Il sapore è dolce, delicato, gradevole e si intensifica con il progredire della stagionatura.

RAZZE DI RIFERIMENTO:

Caprine:
Capre Verzaschese, Camosciata delle Alpi e Saanen

Formaggio d’Alpe misto

Questo formaggio che è annoverato nell’elenco dei Prodotti Agricoli Tradizionali (PAT) della Regione Lombardia viene prodotto nelle province lombarde di Brescia, Bergamo, Como, Sondrio, Lecco, Pavia e Varese, dove vacche e capre sono monticate ancora insieme.
È un formaggio a pasta semicotta, prodotto miscelando circa 20% di latte caprino con 80% di latte vaccino. Il latte misto, crudo, viene riscaldato e la cagliata, ottenuta con impiego di caglio di vitello, viene tagliata fino alle dimensioni di un chicco di riso, mantenendola in agitazione fino al raggiungimento della temperatura di 42-44°. Una volta estratta, la cagliata è posta nelle fascere dove viene pressata con dei pesi per favorire lo spurgo del siero. Formaggio grasso, semigrasso, semi magro, di breve, media o lunga stagionatura. La crosta è dura, di colore paglierino chiaro che, con la stagionatura, tende al marrone. La pasta è compatta, dura, di colore bianco fino al paglierino chiaro, in funzione della stagionatura. Il più famoso formaggio d’Alpe misto è il BITTO.
Di forma cilindrica a facce piane del diametro di 30-35 cm e un peso che varia da 5 a 8 kg.

RAZZE DI RIFERIMENTO:

Formaggi freschi di capra a coagulazione presamica o lattica

Sono prodotti con latte crudo intero di diverse razze caprine, in tutte le province lombarde. Sono formaggi a pasta cruda (caprini e stracchini) o semicotta (formaggelle) con stagionatura breve di alcuni giorni o di oltre 30 giorni.
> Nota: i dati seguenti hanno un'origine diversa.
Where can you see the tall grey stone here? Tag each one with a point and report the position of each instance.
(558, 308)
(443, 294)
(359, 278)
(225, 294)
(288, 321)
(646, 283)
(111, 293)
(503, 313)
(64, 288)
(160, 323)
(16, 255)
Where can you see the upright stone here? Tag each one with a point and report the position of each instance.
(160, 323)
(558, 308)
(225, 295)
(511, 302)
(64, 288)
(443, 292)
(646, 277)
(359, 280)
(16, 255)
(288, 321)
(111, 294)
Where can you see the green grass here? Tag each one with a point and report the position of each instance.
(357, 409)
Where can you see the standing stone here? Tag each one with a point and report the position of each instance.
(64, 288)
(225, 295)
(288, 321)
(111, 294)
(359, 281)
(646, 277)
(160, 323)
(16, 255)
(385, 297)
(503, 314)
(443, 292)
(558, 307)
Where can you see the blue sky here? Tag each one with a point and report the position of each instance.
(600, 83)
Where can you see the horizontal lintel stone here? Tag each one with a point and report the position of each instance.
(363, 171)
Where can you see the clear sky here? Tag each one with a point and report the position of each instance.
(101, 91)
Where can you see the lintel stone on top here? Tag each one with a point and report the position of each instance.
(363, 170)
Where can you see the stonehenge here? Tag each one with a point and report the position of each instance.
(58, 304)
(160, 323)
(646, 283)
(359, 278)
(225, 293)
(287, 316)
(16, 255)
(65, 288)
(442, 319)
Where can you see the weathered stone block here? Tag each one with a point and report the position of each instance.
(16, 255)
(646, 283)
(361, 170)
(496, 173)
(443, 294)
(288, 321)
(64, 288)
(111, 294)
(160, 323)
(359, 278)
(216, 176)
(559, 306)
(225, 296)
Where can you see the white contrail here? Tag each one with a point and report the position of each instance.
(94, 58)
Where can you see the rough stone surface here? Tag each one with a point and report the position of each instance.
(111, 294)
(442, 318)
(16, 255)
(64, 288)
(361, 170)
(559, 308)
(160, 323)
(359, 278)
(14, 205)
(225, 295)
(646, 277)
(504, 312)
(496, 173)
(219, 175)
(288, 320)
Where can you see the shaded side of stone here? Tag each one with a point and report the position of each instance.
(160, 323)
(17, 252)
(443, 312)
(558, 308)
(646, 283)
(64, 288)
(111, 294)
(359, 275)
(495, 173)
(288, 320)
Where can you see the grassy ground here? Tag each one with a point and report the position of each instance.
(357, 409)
In particolare con il latte crudo della capra Orobica si producono il Formagìn (caprino fresco che a crosta fiorita prende il nome di fiorone), il Matüscin (una formaggella a coagulazione presamica, dalla stagionatura minima di un mese) e la Roviöla (stracchino).

Con il latte crudo della capra Frisa si produce lo Scimudin (formaggio a pasta cruda a coaugulazione presamica prodotto con latte vaccino – per la quasi totalità – latte di capra o latte misto a breve stagionatura.

Montébore

Antico formaggio, prodotto con latte crudo, per il 75% vaccino (tradizionalmente quello delle vacche varzesi) e per il 25% ovino. Prende il nome da un paesino della Val Curone, nel Tortonese. La caratteristica forma a torta nuziale è data dalla sovrapposizione di robiole dal diametro decrescente.

Estratte dallo stampo, tre forme dal diametro decrescente sono poste a stagionare, una sopra l’altra, da una settimana a due mesi. Il colore va dal bianco al giallo paglierino. Dopo la Seconda guerra mondiale, con lo spopolamento delle valli, la produzione del Montébore è fortemente calata, quasi estinta. Questo formaggio è «resuscitato» nel 1999 grazie al Presidio Slow Food.

RAZZE DI RIFERIMENTO:

Ricotta

Prodotta con siero di latte (il siero che si separa dalla cagliata durante la produzione del formaggio) di capra o misto di vacca e capra. Può prendere il nome di mascherpa, mascarpin, mascarpi, ecc, in funzione della razza e area di produzione.

RAZZE DI RIFERIMENTO:

Zincarlìn

Prodotto nelle zone montuose in provincia di Como, di Varese (Zincarlin de Vares) e in Ticino nella Valle di Muggio (Zincarlin da la Vall da Mücc). Anche se il nome del formaggio è lo stesso, le modalità di produzione possono essere diverse. In provincia di Como, noto anche come Cingherlino, è una ricotta aromatizzata prodotta a partire dal siero di latte vaccino addizionato di latte di capra e siero acido, e portato a 90 °C. La ricotta viene estratta, fatta sgrondare su teli per alcune ore impastata con sale e ricoperta con pepe nero. Modellato a forma di palla morbida e cremosa, di colore tra il bianco ed il giallastro, di dimensioni variabili tra 0,25 e 3,0 kg, lo Zincarlin viene venduto fresco o stagionato anche oltre l’anno. Oggi la produzione è quasi scomparsa.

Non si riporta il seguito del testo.